One Last Stop is McQuiston’s second novel, and unlike her debut, this story takes on a more fantastical approach. What happens when a cynical, stressed out, and overworked August Landry meets and falls in love with a girul who is a lot more than she seems? On the outside, Jane is the coolheaded, confident, somewhat aloof girl August met on the New York subway. However, after finding out that she’s actually caught in a time loop that has her forgetting the last 45 years and not ageing a single day since then, August does everything she can to help Jane escape the subway, while trying her hardest not to fall head over heels in love.
Centering around a 14-year-old girl in Baltimore in the 70’s. Mary Jane quickly comes to learn about a different way of living after becoming the summer nanny for the young daughter of a psychiatrist. Mary Jane tells the story of her summer, punctuated by the carefree lives of the family she’s working for, the love and acceptance from the psychiatrist’s patient (a drug-addicted rockstar), and the beautiful singing and guidance of his movie star wife. Mary Jane learns to love better, sing louder, and stand up for who she is in this perfect coming-of-age story.
This is the first novel in the Six of Crows duology that follows shortly after the Shadow and Bone trilogy. In this novel, six unlikely friends team up to conduct a massive heist on a foreigen government, each with their own motives. It's a fast-paced, thrilling read that has plenty of funny moments as well as one's that will melt your heart. I loved the world building from the first trilogy that made this book so much easier to dive into. An incredible Young Adult Fantasy read!
I loved this novel! Set in China Town in San Fransisco during the 1950's, this book follows the coming-of-age story of Lily Hu, a teenager who is simply trying to get by. Lily's High School experience is cataloged in this novel as she visits the Telegraph Club, an underground safe space for members of the LGBTQ+ community during that time. Lily also experiences her first love, while trying to please her family, keep up her grades, and manage other friendships that have been strained as of late. This is a story of love, heartbreak, friendship, self identity, and acceptance in the face of rejection and fear.
Out of all the Young Adult fantasy I've read, this is the series I keep coming back to for more. It's the story of four boys attending a private school in Virginia, who are trying to find a Welsh king buried in a cave in order to wake him and have him grant them a wish. Along the way, they meet a non-psychic girl from a family of entirely magical women, they travel in a forest where the seasons change as they walk, they meet trees that talk to them, and they get themselves into major magical trouble. I love the characters in this series, and how real they feel. I love the romance, the mystery, and the small pieces of foreshadowing that can only be truly appreciated with one or two rereads. If you're looking for your next YA obsession, The Raven Cycle is where you should look!

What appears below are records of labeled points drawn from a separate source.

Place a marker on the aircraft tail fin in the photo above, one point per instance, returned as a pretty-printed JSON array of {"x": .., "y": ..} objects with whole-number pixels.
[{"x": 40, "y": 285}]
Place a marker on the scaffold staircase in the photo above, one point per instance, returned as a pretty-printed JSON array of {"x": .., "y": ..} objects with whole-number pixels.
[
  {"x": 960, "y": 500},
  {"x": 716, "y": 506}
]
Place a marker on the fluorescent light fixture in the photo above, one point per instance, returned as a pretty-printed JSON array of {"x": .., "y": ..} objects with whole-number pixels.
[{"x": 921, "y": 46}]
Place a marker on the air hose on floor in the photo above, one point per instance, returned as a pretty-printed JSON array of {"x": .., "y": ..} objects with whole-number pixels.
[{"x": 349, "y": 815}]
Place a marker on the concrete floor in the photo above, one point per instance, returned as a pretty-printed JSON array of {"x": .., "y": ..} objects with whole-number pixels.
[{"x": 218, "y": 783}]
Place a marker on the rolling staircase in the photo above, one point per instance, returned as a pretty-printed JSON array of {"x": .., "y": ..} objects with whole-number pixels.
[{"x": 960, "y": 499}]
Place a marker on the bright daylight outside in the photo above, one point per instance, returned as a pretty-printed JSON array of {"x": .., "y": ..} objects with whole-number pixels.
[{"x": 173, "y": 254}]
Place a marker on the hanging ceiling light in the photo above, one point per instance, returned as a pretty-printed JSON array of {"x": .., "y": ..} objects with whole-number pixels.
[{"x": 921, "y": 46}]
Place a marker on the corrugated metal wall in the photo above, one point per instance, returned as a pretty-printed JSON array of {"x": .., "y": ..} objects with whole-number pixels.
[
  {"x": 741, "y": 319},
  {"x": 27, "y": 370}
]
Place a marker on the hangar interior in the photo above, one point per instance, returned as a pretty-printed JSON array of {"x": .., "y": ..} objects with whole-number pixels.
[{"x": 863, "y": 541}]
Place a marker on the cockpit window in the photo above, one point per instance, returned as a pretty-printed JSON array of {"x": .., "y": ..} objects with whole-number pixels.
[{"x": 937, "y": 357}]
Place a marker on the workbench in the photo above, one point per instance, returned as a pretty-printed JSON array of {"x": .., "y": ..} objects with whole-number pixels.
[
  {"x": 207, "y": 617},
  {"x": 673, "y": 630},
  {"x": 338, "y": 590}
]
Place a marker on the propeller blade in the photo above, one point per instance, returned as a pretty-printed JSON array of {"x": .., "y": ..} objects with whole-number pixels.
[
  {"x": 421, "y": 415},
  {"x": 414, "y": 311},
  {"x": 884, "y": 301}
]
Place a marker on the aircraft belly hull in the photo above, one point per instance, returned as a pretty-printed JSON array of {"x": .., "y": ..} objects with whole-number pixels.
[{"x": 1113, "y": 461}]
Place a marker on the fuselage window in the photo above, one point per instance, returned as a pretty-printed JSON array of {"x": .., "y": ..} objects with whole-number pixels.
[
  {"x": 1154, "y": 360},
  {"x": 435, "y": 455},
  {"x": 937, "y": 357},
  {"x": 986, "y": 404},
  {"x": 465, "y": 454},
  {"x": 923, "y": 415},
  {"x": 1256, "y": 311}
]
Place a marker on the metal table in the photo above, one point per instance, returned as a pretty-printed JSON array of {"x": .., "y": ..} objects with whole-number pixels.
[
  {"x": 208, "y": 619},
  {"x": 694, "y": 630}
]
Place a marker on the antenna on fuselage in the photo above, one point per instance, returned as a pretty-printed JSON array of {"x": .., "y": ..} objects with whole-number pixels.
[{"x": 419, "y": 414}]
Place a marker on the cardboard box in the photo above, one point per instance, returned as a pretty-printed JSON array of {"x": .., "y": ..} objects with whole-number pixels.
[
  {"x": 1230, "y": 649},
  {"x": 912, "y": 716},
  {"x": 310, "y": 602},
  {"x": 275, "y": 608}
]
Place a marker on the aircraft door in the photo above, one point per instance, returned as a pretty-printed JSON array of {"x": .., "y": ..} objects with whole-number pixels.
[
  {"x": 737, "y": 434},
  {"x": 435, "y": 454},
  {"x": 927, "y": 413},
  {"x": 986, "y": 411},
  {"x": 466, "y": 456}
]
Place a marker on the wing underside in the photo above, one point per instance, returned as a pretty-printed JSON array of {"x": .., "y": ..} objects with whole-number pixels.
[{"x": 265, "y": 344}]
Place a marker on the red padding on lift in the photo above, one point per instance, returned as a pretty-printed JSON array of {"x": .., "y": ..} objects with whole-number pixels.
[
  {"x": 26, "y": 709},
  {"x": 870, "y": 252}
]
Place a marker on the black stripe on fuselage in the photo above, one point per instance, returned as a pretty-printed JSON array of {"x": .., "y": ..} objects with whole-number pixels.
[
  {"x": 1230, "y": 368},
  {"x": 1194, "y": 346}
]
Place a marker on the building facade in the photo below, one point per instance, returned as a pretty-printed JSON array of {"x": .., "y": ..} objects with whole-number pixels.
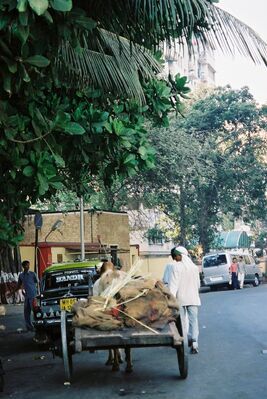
[{"x": 106, "y": 234}]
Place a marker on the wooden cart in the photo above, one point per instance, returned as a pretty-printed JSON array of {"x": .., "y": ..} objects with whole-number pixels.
[{"x": 76, "y": 340}]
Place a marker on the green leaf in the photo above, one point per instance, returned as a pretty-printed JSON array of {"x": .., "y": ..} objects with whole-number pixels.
[
  {"x": 43, "y": 184},
  {"x": 130, "y": 159},
  {"x": 28, "y": 171},
  {"x": 61, "y": 5},
  {"x": 143, "y": 152},
  {"x": 85, "y": 22},
  {"x": 23, "y": 18},
  {"x": 7, "y": 83},
  {"x": 12, "y": 66},
  {"x": 48, "y": 17},
  {"x": 38, "y": 60},
  {"x": 62, "y": 119},
  {"x": 39, "y": 6},
  {"x": 22, "y": 5},
  {"x": 74, "y": 128}
]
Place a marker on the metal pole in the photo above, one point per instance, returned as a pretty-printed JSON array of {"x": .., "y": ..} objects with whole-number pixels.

This is one of the better dark academic, creepy, magical books that I've read. It follows the story of Alex, who gets a shot at Yale University, but only to join the Ninth House, the secret society in charge of protecting the other eight houses from evil and dark magic. Each of these societies does actually exist, but in this book they all have their own dark and sinister form of magic that they practice and perform, which attracts plenty of different monsters and villains. It's mysterious, dark, and morbidly funny, with the perfect amount of magic & fantasy that makes it a great book!